17. Idiom: Time flies

  • Meaning: Time passes very quickly.
  • Example: “When you are engaged in an enjoyable conversation, time flies. Before you know it, hours have passed.”

18. Idiom: Break a leg

  • Meaning: An expression used to wish someone good luck, often before a performance.
  • Example: “Before going on stage for the dance competition, my friends told me, ‘Break a leg!’ It boosted my confidence.”

19. Idiom: The ball is in your court

  • Meaning: It is someone’s turn or responsibility to take action or make a decision.
  • Example: “I’ve given you all the information you need. Now, the ball is in your court to decide which option works best for you.”

20. Idiom: Get the hang of

  • Meaning: To become familiar or skilled at doing something.
  • Example: “It took me some time, but eventually, I got the hang of playing the guitar. Practice and perseverance paid off.”


Incorporating idioms into your IELTS speaking responses can significantly enhance your score and impress the examiner. These top 20 idioms, along with their band 9 sample sentences, provide you with a solid foundation to showcase your advanced English skills. Remember to use idioms appropriately and practice incorporating them naturally into your conversation. So, go ahead, break a leg, and ace your IELTS speaking test!


Q1: Can I use these idioms in the writing section of the IELTS exam?

A: While idioms can add color to your writing, it’s essential to use them sparingly and in the right context. In academic writing, focus on clarity and precision rather than using idioms excessively.

Q2: How can I remember idioms effectively?

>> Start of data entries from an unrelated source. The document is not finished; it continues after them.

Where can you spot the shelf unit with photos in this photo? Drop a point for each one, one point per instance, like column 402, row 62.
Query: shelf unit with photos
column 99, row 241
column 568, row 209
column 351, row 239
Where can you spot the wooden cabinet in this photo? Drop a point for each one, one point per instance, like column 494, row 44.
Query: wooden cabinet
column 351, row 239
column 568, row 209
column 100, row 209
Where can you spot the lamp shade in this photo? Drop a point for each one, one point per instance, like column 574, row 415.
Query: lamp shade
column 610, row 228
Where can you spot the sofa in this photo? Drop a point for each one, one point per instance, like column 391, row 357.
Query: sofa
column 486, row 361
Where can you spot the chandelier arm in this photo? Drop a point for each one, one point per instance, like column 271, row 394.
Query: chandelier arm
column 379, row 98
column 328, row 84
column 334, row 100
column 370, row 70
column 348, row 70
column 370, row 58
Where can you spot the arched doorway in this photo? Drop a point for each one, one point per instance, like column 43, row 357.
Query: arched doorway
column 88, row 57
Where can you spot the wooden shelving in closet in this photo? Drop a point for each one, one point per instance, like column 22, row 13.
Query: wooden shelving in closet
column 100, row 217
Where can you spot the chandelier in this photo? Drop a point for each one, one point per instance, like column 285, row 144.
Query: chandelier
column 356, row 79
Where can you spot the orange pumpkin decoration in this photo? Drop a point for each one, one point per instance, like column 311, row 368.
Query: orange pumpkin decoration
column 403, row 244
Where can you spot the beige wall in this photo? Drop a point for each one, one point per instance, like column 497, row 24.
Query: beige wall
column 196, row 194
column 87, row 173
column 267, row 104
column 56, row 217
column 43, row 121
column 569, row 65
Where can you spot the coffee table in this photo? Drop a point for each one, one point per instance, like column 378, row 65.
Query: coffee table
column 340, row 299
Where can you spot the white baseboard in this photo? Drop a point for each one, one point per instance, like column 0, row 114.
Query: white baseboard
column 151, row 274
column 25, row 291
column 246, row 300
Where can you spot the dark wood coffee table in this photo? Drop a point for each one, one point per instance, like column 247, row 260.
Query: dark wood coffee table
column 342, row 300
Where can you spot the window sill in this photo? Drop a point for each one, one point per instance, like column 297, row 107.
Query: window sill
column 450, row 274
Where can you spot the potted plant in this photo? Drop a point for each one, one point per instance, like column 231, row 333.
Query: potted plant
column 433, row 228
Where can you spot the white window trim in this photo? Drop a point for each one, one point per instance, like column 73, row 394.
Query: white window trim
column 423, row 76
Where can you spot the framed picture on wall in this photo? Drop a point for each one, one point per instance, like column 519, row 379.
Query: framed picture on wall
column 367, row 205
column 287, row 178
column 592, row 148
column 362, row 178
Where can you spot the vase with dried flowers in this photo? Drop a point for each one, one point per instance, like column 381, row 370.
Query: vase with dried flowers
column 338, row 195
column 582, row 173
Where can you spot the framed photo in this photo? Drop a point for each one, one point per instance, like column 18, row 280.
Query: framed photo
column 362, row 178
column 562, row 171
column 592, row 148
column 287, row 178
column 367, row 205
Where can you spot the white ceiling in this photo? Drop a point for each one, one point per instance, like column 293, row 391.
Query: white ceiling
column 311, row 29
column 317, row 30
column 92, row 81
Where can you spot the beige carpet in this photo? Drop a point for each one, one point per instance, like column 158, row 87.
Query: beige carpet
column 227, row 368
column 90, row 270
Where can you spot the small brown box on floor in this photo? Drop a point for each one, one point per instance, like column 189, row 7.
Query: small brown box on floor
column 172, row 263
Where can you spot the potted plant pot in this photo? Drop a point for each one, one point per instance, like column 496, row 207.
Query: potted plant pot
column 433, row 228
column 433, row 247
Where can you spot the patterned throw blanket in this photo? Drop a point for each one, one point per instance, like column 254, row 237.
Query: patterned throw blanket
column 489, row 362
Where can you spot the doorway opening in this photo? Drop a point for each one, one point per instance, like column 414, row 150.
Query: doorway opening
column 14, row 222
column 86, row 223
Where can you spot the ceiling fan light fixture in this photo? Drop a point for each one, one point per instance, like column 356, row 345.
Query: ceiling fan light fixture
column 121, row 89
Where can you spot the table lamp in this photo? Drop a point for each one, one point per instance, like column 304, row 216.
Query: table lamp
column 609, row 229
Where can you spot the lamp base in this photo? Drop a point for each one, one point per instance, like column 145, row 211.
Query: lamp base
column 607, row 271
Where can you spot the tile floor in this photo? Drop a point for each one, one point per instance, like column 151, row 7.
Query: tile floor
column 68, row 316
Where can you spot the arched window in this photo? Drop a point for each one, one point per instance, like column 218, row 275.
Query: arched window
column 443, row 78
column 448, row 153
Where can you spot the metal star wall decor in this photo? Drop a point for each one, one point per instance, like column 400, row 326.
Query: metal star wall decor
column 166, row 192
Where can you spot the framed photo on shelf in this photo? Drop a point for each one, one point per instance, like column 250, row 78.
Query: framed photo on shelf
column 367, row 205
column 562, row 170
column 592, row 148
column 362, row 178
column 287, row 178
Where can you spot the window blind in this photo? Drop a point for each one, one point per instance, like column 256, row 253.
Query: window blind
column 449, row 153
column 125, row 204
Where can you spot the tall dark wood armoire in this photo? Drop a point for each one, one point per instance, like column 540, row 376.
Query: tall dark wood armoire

A: To remember idioms, try using them in your everyday conversations, writing practice, and even making flashcards. The more you use them, the more they will stick in your memory.

Q3: Should I use idioms in formal discussions?

A: In formal discussions or professional settings, it’s advisable to use idioms sparingly. Always consider the context and the level of formality the situation demands.

Q4: Can I create my own idioms for the speaking test?

A: While it’s encouraged to showcase your creativity in the speaking test, it’s better to use established idioms to convey your meaning effectively. Creating your own idioms may lead to miscommunication or confusion.

Q5: How can I practice using idioms for the IELTS speaking test?

A: You can practice using idioms by engaging in conversation with native English speakers, watching movies or TV shows in English, and reading English books or articles. Use idioms in your everyday conversations to improve your fluency and confidence.